In pratica, tutte le domande già sospese a causa del mancato invio della notizia della sottoscrizione del progetto personalizzato sono state rimesse in pagamento dall’Istituto di previdenza sociale.

Inps

FONDO DI INTEGRAZIONE SALARIALE

Con la circolare Inps n. 176 del 2016 è stata illustrata la disciplina del Fondo di integrazione salariale (FIS) che, a decorrere dal 1° gennaio dello stesso anno, assicura una tutela ai lavoratori di datori di lavoro che occupano mediamente più di cinque dipendenti, appartenenti a settori non rientranti nell’ambito di applicazione della cassa integrazione guadagni ordinaria e straordinaria e che non hanno costituito Fondi di solidarietà bilaterali o Fondi di solidarietà bilaterali alternativi. Il FIS assicura la tutela in costanza di rapporto di lavoro attraverso l’erogazione di due prestazioni: l’assegno di solidarietà e l’assegno ordinario.

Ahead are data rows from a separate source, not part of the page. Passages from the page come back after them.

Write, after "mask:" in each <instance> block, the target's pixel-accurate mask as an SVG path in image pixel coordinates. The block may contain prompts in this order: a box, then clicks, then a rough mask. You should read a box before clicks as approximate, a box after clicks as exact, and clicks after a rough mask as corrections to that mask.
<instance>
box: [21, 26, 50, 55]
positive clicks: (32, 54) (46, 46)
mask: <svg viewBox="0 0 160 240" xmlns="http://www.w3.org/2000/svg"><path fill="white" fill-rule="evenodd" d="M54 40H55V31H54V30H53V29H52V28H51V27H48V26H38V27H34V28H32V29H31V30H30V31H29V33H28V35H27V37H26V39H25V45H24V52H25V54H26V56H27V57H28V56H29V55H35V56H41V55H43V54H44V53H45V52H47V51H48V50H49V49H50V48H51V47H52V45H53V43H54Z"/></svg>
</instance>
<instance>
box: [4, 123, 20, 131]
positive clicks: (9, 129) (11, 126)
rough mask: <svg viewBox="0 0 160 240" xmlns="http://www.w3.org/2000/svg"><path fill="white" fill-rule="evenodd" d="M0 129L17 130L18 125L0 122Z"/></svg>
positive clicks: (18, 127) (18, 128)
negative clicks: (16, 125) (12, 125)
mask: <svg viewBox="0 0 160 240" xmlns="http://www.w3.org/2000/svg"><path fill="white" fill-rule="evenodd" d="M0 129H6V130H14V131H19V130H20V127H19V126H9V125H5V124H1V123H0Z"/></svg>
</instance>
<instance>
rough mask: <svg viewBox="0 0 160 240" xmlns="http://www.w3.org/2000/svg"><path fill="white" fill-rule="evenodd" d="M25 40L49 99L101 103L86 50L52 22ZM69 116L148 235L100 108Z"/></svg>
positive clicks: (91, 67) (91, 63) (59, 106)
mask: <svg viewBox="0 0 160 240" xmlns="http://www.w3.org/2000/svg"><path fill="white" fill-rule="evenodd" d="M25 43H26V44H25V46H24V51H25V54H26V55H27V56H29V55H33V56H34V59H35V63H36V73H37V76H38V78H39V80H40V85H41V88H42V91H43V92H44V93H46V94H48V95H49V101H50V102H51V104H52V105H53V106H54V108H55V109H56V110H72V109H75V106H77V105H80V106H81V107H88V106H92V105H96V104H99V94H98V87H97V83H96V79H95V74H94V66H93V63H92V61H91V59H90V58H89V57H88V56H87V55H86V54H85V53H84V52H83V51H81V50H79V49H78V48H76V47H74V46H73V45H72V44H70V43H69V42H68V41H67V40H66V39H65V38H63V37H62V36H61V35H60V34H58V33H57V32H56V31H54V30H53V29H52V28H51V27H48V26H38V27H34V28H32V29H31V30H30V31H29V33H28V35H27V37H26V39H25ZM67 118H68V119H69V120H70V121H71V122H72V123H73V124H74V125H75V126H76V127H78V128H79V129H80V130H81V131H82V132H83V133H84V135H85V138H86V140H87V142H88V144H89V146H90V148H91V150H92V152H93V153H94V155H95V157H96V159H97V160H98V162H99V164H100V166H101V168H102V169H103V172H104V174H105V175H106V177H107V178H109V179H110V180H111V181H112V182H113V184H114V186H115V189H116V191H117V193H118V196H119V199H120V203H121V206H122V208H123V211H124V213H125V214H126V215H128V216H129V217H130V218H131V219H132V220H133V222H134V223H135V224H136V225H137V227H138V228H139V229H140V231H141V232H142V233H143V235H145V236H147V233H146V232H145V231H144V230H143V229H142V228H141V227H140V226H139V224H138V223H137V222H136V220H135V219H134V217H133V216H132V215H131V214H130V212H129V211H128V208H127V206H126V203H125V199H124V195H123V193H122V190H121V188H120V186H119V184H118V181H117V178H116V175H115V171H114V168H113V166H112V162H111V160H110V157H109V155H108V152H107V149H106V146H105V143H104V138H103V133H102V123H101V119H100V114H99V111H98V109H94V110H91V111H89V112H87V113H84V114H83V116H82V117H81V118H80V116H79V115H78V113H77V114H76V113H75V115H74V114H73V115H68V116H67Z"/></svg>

L’assegno ordinario è una prestazione ulteriore che il FIS garantisce, in aggiunta all’assegno di solidarietà, in favore dei lavoratori dipendenti di datori di lavoro che occupano mediamente più di 15 dipendenti, compresi gli apprendisti, nel semestre precedente la data di inizio delle sospensioni o riduzioni dell’orario di lavoro. L’assegno è garantito in relazione alle causali previste dalla normativa in materia di integrazione salariale ordinaria (ad esclusione delle intemperie stagionali) e straordinaria, limitatamente alle causali della riorganizzazione aziendale e della crisi aziendale, con esclusione della cessazione di attività. La circolare dell’Istituto n. 130 illustra i criteri da rispettare per l’approvazione dei programmi di riorganizzazione aziendale e i casi di crisi aziendale con continuazione dell’attività lavorativa e per evento improvviso e imprevisto.

L’assegno di solidarietà invece, a differenza di quanto previsto per l’assegno ordinario, non è concesso al ricorrere di determinate causali, ma sulla base di un accordo collettivo, la cui finalità è evitare, in tutto o in parte, la riduzione o la dichiarazione di esubero del personale. La stessa circolare n. 130 descrive quali sono le caratteristiche che devono avere i contratti collettivi aziendali ai fini dell’erogazione dell’assegno stesso.

Inps

AD AGOSTO ORE CIG AUTORIZZATE IN CALO

Ad agosto il numero di ore di cassa integrazione complessivamente autorizzate è stato pari a 19,6 milioni, in calo del 36,6% rispetto allo stesso mese del 2016 (30,9 milioni). Lo rende noto l’Inps che oggi ha diffuso l’aggiornamento al mese di agosto 2017 dell’Osservatorio sulle ore di cig. Le ore di cassa integrazione ordinaria autorizzate ad agosto 2017 sono state 6,2 milioni, in calo del 19,4% rispetto ad agosto 2016 (7,7 mln). In particolare, la variazione tendenziale è stata pari a -12,4% nel settore Industriale; -35,3% nel settore edilizia. La variazione congiunturale registra nel mese di agosto 2017 rispetto al mese precedente un decremento pari al 6,6%.

Per quanto riguarda la cigs, le ore autorizzate ad agosto sono state pari a 11,7 milioni, di cui 5,4 mln per solidarietà, registrando una diminuzione pari al 37,2% rispetto allo stesso mese dell’anno precedente, che registrava 18,6 milioni di ore autorizzate. Ad agosto 2017 rispetto al mese precedente si registra una variazione congiunturale pari al -54,5%.

Gli interventi in deroga sono stati pari a 1,7 mln di ore autorizzate ad agosto 2017 registrando un decremento del 63% se raffrontati con agosto 2016, mese nel quale erano state autorizzate 4,6 milioni di ore. La variazione congiunturale registra nel mese di agosto 2017 rispetto al mese precedente un decremento pari al 35,5%.